Just after the first media timeout at the Cal men’s basketball game against Fresno State, a small buzz began to build in one corner of the court. Folks positioned in the bleachers behind the basket craned their necks toward the courtside seats. Others pulled out their phones to snap a picture. Kids implored their parents to tell them who everyone was staring at. As it turned out, Houston Rockets guard James Harden and his posse had found seats opposite the Bulldogs’ bench.
It seemed the fans weren’t the only ones gawking at the NBA superstar. Shortly after his entrance, both teams proceeded to go ice-cold from the field. It took the Bulldogs nearly nine minutes to score four points. Meanwhile, Cal went three minutes without making a field goal, finally ending their drought on a fast break lay-up from Tyrone Wallace.
It was an ugly stretch, but the Bears had built a bit of a cushion, and held an eight-point lead midway through the first half. Cal cruised with a similarly-sized lead for the remainder of the game; although Fresno State made occasional runs, they never felt particularly threatening. In fact, Harden’s appearance may have been the most compelling part of the game.
The Bears played sloppy, shooting 65% from the charity stripe and 21% from three. But they emerged with a 67-56 win anyway over Fresno State (6-5) Saturday afternoon at Haas Pavilion.
“Sometimes you have win with defense,” said Cal coach Mike Montgomery. “It wasn’t pretty in a lot of ways, but defensively I thought we were good.
It was Richard Solomon’s game. While his statline of 17 points and 14 rebounds reads as impressive, his performance more closely resembled dominance. Any time the Bears (8-3) could, they dumped the ball to Solomon in the post. The Bulldogs — whose tallest player on the floor was sometimes four inches shorter than the Cal center — could not cover him with just one player.
With all of the Bears’ perimeter players struggling with their jumpers, the offensive output from the senior was needed. Solomon either went up strong after a flurry of post moves or drew a double team in the post, opening up the Cal offense to operate.
“I think if you focus on defense, the offense just comes,” Solomon said. “We knew they weren’t the biggest team, so (Montgomery) wanted to go down to me and (Kravish) in the post and take advantage of that.”
Solomon also controlled things on the defensive end. The forward contributed his usual stellar rim protection, playing a major part in holding Fresno State to 32.8% shooting from the field. But with the Bulldogs in a small ball lineup, Solomon was often dragged out onto the perimeter. The near 7-footer was game, forcing smaller and quicker players into contested jumpers more often than not.
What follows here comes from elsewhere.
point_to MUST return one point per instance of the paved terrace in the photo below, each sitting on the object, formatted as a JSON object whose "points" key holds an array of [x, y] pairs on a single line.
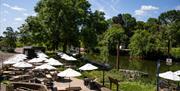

His perimeter cohorts, though shaky on offense, also posted stellar defensive efforts. Their primary challenge was Fresno State leading scorer Marvell Harris, a strong 6-foot-4 guard with handles for days. Harris didn’t even make a shot in the first half, going 0-for-8 from the field and scoring just two points.
“It was one of those ugly nights,” said guard Ricky Kreklow. “But it’s better to win ugly than lose pretty.”